When you double click a .txt file, Ubuntu asks you if you want to "run" or "display" the file. IT'S A TXT FILE, YOU IDIOT, OF COURSE I WANT TO DISPLAY IT. If I wanted to run it I'd have called it .sh or .pl or whatever.
I hate that Linux .txt file "Run" or "Display" thing too. There should be a checkbox that says, "Always ****ing do this, no matter what".
People building OSes should realize already that extensions work better than a computer second guessing my intentions and usage scenarios, and they always will.
It's not about "second guessing" intentions. If an operating system - in 2011 - can't recognize a filetype without putting an extension on the end, then it's a pretty stupid operating system. A text file doesn't automatically morph into an image file just by changing extension. If you remove an extension, the OS gets confused and can't open the file. Why is it so hard for an operating system to know what files it has? It should automatically detect it using the first few bytes of the file (like Amiga and BeOS does), but still be user configurable if you want to override it. (always open with this application, always open all similar files with this application)
On my Amiga, I could set up double-click to open a JPG in a viewer (automatically detected without extension) and left-right-click to open it in a graphics program. These same actions were configured - if file was detected as text - to open a smooth scrolling text viewer on double-click and an editor on left-right-click. I never had a problem opening the file I want with the application I want. I never had the problem of the file not being recognized because it had the wrong extension or no extension. (or fake extension to trick the user into thinking it was something it wasn't)

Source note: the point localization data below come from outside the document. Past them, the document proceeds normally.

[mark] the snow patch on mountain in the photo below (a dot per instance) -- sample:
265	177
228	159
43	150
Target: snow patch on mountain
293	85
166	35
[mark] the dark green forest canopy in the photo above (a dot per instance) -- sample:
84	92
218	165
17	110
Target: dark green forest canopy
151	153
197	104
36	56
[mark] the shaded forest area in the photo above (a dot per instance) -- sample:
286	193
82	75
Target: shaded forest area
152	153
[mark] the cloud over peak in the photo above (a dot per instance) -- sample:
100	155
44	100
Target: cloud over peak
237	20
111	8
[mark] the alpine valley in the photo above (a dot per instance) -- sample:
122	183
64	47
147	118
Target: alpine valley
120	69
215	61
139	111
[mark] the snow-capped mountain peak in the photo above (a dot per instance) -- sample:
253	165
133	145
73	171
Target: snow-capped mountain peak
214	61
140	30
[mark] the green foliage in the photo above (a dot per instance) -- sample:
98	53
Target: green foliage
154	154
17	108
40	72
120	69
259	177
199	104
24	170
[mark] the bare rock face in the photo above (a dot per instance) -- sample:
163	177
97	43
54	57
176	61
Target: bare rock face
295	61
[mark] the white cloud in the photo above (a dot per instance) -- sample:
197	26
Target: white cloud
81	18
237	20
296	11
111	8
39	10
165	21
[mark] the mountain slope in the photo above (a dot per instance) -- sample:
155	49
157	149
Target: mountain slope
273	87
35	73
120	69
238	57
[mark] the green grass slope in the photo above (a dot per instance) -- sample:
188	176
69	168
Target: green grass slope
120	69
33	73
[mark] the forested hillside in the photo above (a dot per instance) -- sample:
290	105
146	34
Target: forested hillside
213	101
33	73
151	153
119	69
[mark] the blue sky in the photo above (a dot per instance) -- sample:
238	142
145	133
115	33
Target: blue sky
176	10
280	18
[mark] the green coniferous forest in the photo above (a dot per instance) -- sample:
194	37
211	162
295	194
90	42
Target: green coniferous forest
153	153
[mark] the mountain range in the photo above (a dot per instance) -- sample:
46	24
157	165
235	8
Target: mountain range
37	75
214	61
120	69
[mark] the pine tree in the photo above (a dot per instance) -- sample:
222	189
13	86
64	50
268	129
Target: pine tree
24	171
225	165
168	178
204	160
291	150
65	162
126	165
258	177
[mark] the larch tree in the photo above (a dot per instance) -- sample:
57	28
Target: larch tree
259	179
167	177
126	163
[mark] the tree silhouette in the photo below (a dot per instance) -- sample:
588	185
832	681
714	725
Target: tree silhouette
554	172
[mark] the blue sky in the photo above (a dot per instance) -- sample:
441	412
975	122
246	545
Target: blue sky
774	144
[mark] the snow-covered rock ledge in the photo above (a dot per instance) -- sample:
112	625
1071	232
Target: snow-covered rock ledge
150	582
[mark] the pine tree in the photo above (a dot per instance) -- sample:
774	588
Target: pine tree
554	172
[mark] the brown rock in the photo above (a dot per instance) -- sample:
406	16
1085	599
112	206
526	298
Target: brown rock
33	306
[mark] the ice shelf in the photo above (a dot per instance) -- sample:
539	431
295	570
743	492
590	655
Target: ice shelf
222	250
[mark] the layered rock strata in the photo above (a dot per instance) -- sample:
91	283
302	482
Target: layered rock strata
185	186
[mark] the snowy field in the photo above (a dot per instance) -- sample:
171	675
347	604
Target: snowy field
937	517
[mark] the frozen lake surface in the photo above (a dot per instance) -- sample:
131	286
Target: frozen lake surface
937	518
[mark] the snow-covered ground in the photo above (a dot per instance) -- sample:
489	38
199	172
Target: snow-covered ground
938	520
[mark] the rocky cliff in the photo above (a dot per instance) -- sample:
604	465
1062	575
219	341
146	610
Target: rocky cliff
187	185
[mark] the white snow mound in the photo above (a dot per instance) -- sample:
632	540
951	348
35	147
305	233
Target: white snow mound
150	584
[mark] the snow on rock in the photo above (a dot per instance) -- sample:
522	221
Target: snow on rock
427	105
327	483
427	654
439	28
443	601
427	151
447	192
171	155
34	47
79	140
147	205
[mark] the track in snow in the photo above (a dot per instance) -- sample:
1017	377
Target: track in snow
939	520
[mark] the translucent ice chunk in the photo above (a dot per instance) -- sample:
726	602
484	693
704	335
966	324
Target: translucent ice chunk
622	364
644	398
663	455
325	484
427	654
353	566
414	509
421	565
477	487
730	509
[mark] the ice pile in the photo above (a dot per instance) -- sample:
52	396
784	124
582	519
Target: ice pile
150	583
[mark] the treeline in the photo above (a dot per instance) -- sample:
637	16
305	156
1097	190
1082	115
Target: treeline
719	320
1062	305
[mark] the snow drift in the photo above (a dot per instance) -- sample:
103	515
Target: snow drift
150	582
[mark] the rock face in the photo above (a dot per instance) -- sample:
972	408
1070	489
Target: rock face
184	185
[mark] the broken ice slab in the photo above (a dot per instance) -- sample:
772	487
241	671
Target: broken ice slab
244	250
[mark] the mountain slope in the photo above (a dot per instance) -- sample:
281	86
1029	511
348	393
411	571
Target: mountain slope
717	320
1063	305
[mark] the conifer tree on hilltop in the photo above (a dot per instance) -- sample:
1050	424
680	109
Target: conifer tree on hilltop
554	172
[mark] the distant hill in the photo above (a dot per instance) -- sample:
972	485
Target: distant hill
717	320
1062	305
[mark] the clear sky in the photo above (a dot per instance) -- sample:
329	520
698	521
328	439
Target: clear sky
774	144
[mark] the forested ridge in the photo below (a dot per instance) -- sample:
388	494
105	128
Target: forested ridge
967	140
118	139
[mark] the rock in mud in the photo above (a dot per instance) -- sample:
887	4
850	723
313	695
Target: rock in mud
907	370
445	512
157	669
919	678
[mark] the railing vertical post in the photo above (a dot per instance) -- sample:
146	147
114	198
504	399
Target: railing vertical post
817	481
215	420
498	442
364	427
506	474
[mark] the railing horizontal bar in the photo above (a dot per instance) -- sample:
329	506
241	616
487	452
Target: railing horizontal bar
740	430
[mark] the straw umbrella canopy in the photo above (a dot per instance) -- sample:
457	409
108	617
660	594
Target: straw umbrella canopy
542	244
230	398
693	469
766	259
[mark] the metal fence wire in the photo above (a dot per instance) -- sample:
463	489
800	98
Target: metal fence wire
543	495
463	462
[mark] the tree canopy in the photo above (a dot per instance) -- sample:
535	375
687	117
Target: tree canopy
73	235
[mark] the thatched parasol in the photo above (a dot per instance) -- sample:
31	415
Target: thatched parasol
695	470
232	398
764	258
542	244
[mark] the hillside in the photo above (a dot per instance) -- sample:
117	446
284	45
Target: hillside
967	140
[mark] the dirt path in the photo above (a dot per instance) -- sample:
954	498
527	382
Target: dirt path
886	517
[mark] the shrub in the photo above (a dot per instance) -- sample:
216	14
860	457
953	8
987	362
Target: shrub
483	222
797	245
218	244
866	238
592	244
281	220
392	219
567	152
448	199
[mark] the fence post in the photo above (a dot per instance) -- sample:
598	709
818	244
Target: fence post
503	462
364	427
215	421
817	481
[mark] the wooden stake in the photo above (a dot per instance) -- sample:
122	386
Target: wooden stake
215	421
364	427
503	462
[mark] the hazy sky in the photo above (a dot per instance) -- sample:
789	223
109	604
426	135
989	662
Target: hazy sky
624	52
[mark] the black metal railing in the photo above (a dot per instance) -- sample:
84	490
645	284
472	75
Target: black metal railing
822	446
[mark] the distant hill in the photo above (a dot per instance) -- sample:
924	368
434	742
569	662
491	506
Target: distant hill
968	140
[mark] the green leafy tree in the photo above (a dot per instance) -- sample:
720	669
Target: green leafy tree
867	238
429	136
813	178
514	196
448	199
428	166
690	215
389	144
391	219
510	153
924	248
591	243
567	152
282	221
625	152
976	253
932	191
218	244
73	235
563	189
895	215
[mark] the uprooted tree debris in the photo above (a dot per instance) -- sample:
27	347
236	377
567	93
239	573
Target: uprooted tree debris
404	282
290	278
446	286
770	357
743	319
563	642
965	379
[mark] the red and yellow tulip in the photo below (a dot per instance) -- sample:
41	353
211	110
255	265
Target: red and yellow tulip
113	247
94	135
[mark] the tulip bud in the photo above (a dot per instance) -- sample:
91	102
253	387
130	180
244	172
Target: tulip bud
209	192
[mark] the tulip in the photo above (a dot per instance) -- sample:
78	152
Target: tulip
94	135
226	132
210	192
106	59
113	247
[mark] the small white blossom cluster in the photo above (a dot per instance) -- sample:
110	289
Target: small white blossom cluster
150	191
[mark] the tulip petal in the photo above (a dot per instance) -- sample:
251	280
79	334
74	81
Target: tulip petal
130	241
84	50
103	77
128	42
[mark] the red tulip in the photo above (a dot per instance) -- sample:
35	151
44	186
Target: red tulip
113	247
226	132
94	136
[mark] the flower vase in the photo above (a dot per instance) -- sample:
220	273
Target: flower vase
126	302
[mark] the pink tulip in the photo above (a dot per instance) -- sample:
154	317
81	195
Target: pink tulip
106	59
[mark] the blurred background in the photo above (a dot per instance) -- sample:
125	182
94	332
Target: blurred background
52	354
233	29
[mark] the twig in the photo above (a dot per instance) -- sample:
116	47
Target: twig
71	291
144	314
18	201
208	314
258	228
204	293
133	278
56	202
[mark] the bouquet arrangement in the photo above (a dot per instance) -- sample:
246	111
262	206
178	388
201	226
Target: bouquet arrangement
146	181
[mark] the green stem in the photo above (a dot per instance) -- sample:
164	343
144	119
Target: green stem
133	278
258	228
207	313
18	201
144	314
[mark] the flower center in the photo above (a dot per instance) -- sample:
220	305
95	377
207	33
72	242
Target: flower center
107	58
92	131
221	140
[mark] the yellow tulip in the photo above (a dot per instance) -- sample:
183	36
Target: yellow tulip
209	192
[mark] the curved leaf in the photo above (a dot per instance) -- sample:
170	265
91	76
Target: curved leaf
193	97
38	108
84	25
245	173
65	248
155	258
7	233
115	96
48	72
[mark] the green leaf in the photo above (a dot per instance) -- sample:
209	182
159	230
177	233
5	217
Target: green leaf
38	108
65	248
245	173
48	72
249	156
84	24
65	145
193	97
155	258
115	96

Maybe you want to always open JPG files made by a certain application using a certain viewer - different from the viewer you use for regular JPG files. Detected filetype would be the same, but you want different actions. In that case, you could use an extension - whatever you want to make up. You configure files with this new extension to open in the viewer of your choice - overriding the filetype. This was also easily doable on Amiga.
Trying to get "modern" operating systems to operate as nicely as my old Amiga has proven to be an impossibility.